Methods The EQA programme was implemented from March 2010 to March 2011 using DTS panels developed by a reference laboratory, containing samples with negative and positive results at different antibody concentrations, for HIV and Syphilis infection. These were re-suspended and tested in the communities by each HCW. We also conducted stability tests for the panels at the reference laboratory.
Results Results from 268 HCWs, responsible for implementing the POC tests at six Indigenous District(DSEI) participated in the EQA programme, showed a concordance rate of 90% for syphilis and 93% for HIV (Kappa coefficients of 0.74 and 0.78 respectively) with reference laboratories for a total of 1,608 determinations.

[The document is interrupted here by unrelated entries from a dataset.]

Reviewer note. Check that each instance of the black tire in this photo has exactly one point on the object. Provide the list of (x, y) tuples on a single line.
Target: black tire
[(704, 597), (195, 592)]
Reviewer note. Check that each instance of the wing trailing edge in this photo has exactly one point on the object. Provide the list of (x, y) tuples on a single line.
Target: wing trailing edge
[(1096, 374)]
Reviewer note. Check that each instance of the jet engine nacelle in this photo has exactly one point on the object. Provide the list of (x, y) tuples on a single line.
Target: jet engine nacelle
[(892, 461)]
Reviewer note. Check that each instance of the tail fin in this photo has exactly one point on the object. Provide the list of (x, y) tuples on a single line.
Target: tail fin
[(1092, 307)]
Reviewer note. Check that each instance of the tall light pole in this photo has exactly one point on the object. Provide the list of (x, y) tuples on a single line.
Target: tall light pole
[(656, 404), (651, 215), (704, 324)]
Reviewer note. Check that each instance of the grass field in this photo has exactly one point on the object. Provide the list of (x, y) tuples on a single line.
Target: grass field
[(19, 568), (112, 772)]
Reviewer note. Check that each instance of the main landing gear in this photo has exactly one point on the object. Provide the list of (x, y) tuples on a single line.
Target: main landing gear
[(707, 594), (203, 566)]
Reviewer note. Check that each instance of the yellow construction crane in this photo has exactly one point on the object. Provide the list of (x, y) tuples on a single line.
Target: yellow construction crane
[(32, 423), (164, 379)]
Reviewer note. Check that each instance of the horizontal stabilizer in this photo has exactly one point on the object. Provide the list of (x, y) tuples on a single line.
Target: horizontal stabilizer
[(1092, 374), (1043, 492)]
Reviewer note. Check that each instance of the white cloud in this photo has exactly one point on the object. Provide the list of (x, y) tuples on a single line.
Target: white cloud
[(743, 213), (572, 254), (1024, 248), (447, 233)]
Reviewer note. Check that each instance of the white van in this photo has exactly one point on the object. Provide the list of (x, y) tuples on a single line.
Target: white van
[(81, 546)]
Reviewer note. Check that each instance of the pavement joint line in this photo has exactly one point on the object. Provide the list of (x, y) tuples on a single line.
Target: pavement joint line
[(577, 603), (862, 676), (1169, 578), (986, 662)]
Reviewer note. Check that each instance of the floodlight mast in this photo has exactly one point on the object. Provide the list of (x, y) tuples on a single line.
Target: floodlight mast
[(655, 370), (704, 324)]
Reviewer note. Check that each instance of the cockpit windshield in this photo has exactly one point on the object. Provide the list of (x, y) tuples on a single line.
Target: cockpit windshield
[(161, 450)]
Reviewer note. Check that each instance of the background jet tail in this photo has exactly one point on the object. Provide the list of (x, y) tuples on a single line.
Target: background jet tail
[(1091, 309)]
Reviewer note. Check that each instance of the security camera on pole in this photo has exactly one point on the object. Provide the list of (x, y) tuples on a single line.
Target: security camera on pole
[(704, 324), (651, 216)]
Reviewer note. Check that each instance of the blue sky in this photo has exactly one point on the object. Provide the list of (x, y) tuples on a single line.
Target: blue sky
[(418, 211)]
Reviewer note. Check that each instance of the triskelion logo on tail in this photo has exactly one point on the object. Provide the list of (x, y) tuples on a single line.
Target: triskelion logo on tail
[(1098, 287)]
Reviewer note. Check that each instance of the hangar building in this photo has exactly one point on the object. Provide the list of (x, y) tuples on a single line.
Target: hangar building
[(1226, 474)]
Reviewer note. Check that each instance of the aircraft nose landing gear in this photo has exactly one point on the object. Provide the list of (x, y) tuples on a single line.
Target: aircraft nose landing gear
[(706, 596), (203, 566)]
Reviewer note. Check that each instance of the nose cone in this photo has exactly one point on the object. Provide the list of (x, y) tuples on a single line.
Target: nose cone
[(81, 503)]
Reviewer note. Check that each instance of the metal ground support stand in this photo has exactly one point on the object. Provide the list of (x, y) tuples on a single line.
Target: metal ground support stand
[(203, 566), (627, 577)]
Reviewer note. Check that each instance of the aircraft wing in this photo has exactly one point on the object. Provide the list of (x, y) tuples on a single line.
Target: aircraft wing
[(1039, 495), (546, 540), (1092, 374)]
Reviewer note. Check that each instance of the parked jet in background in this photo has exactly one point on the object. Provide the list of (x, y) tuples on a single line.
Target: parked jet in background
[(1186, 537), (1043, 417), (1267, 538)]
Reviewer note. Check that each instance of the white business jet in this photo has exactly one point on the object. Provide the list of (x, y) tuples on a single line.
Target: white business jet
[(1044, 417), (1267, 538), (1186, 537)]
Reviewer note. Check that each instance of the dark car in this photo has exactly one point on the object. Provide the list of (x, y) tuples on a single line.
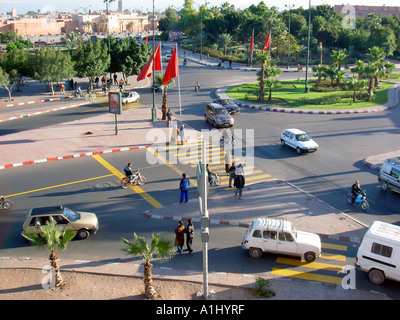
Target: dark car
[(218, 115), (229, 104)]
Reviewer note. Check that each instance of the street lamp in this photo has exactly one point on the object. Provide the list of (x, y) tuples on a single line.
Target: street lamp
[(290, 7), (307, 89)]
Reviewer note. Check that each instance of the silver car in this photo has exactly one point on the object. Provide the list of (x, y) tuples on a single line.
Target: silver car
[(218, 116)]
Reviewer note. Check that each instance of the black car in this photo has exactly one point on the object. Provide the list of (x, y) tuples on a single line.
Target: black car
[(229, 104)]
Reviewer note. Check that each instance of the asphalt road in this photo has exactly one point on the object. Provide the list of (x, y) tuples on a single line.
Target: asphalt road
[(328, 174)]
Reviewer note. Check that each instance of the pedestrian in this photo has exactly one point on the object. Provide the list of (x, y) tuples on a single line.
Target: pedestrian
[(239, 171), (228, 160), (169, 117), (239, 184), (189, 235), (184, 187), (232, 174), (182, 134), (174, 135), (180, 236)]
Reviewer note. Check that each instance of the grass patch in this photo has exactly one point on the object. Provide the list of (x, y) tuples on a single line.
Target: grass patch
[(290, 94)]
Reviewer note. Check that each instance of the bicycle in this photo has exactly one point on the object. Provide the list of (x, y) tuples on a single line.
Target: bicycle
[(227, 141), (91, 95)]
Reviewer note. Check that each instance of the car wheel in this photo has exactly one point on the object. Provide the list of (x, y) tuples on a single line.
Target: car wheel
[(82, 234), (309, 256), (376, 276), (255, 253)]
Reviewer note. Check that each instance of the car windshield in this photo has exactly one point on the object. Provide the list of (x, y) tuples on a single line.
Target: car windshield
[(226, 102), (71, 215), (302, 137), (221, 111)]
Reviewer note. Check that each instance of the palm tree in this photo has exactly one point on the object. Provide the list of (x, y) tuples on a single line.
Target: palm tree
[(225, 39), (162, 248), (158, 80), (53, 238)]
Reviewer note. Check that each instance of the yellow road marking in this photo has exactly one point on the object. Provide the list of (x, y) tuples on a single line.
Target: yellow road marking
[(57, 186), (334, 246), (312, 265), (306, 276), (137, 189)]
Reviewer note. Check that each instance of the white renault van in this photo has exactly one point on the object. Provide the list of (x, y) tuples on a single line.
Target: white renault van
[(379, 252), (279, 236)]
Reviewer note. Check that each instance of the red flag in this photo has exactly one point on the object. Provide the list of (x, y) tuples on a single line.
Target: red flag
[(252, 43), (267, 43), (147, 70), (172, 68)]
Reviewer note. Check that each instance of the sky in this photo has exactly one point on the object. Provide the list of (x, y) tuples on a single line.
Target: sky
[(23, 6)]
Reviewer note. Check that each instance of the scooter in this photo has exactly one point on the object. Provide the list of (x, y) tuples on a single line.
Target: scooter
[(360, 200), (138, 179), (5, 203)]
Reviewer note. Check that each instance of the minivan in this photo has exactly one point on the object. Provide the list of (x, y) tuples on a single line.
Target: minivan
[(379, 252), (389, 175), (218, 115), (280, 237)]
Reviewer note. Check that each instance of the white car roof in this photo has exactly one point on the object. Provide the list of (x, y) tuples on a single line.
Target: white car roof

The highest rate of inaccurate diagnoses occurred in positive samples of very low antibody concentration (40% for syphilis and 11.9% for HIV). The stability tests showed that titers were stable for up to one week at 30°C in dry conditions.
Conclusion The results show that errors in the interpretation of POC test results were identified by the EQA programme using DTS. The use of POC tests for syphilis and HIV is now recommended as a policy by the Brazilian government. EQA/using DTS can help to improve the quality of these screening programmes and is already being implemented nationally.